Something old stirs beneath the soil of this quiet town.

By David MPublished 8 months ago 4 min read

Northfield, Massachusetts, was the kind of town that didn’t make the news unless someone lived to be a hundred or a tree fell on Main Street. One gas station, a library that still stamped books, and a diner where people talked like they were afraid of running out of words. It was small, proud, and cradled in autumn hills that flamed orange and gold each October.

Eli Mercer moved there because it was cheap. After years of contract IT work in Boston and a string of temporary relationships, he wanted a place where he could vanish into routine. A basement to tinker with old computers. A coffee shop where the barista knew his order. Somewhere the noise of the world couldn’t reach him.

He rented a ramshackle farmhouse at the edge of a disused cranberry bog. The land was sunken and sullen, choked with vines and cattails. The realtor said the bog hadn’t been worked in decades, not since "the incident," then changed the subject.

Eli didn’t ask questions. He didn’t believe in ghosts. He believed in power surges and bandwidth throttling, in sleepless nights debugging rogue code. Ghosts were just lag in the human brain.

But something about the bog bothered him.

It wasn’t the smell, though there was one—a faint, loamy rot, like wet bark left too long in the dark. It wasn’t the lack of wildlife, though he never saw birds perch on the gnarled branches that rose like fingers from the murk. It was the sound, or the lack of it. A silence so deep it felt like the bog swallowed echoes.
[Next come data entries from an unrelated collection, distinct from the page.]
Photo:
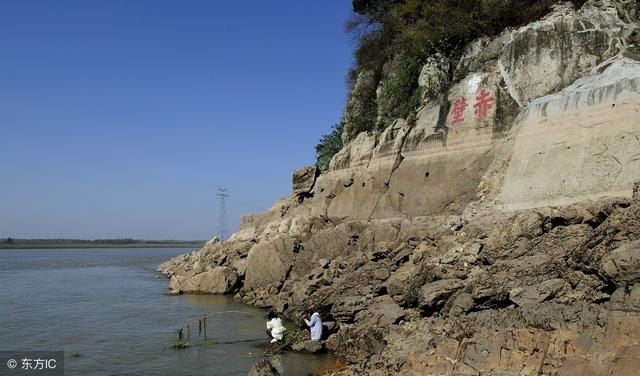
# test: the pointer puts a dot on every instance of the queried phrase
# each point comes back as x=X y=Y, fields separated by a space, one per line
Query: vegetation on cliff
x=395 y=38
x=330 y=144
He mentioned it to June at the coffee shop one morning.

"Things don’t echo out there," he said, stirring sugar into his mug. "It’s like the air just... eats noise."

June didn’t laugh. She didn’t blink.

"You ought to come to church on Sunday," she said, and walked away.

He didn’t go to church.

That night, the silence followed him indoors. Not metaphorically. It felt real. Tangible. His computer fan spun down. His phone wouldn’t play music. He spoke aloud, and his own voice sounded muffled, like someone had shoved cotton in his ears.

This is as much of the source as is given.